Nails look simple but picking the wrong one causes split wood, weak holds, or rust stains on exposed work. Here's what actually matters when you're choosing.

The main types

Common nails

The workhorse. Thick shaft, large head. Good for framing and rough carpentry where strength counts more than appearance. Sizes 2d to 60d (1" to 6").

Finishing nails

Smaller head that can be countersunk and filled. Used for trim, cabinetry, moldings. If you're painting the surface, these are what you want. Sizes 2d to 16d.

Brad nails

Thinner still — 18-gauge. Good for thin trim, paneling, decorative work. These won't split narrow moldings. But they're fragile under real stress, so don't use them where there's load involved.

Roofing nails

Big flat head, holds down shingles and felt. Hot-dip galvanized because they sit exposed on every roof. Use uncoated ones and they'll rust through in a single season.

Masonry nails

Hardened steel, fluted shaft. For driving into concrete or brick.
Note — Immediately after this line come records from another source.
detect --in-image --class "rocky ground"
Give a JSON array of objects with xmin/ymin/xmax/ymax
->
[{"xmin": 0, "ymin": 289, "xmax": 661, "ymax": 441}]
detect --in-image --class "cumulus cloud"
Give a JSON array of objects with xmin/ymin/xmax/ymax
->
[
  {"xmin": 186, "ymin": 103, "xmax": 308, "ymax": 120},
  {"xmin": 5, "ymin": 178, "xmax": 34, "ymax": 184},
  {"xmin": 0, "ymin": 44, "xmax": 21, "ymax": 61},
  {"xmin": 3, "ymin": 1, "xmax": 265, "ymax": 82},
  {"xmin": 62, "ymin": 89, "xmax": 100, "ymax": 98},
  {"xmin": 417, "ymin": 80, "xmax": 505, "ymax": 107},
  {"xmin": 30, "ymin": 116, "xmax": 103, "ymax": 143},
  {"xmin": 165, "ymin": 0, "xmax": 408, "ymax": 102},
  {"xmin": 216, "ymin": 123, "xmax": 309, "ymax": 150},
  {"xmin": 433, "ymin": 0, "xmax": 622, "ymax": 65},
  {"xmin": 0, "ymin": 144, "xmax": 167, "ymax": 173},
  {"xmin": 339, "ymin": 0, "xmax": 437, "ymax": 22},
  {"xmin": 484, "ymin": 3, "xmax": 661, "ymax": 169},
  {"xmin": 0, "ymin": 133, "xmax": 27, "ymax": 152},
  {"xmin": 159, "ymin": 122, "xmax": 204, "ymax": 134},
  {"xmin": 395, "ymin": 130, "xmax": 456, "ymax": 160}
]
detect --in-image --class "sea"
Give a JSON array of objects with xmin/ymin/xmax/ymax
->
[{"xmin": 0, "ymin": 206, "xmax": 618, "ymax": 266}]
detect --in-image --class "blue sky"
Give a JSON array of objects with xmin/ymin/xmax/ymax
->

Don't confuse with concrete screws — these are impact-driven, not threaded.

Box nails

Like common nails but thinner. Less likely to split thin wood. Used for light framing, boxes, crates. Tradeoff is lower holding power.

What actually matters

Think about what you're fastening, how much load it carries, and whether the nail will be visible. The rule: penetrate at least two-thirds into the second piece. For anything outdoor or wet, galvanized or stainless. Don't use common nails in trim — the head is too big to hide.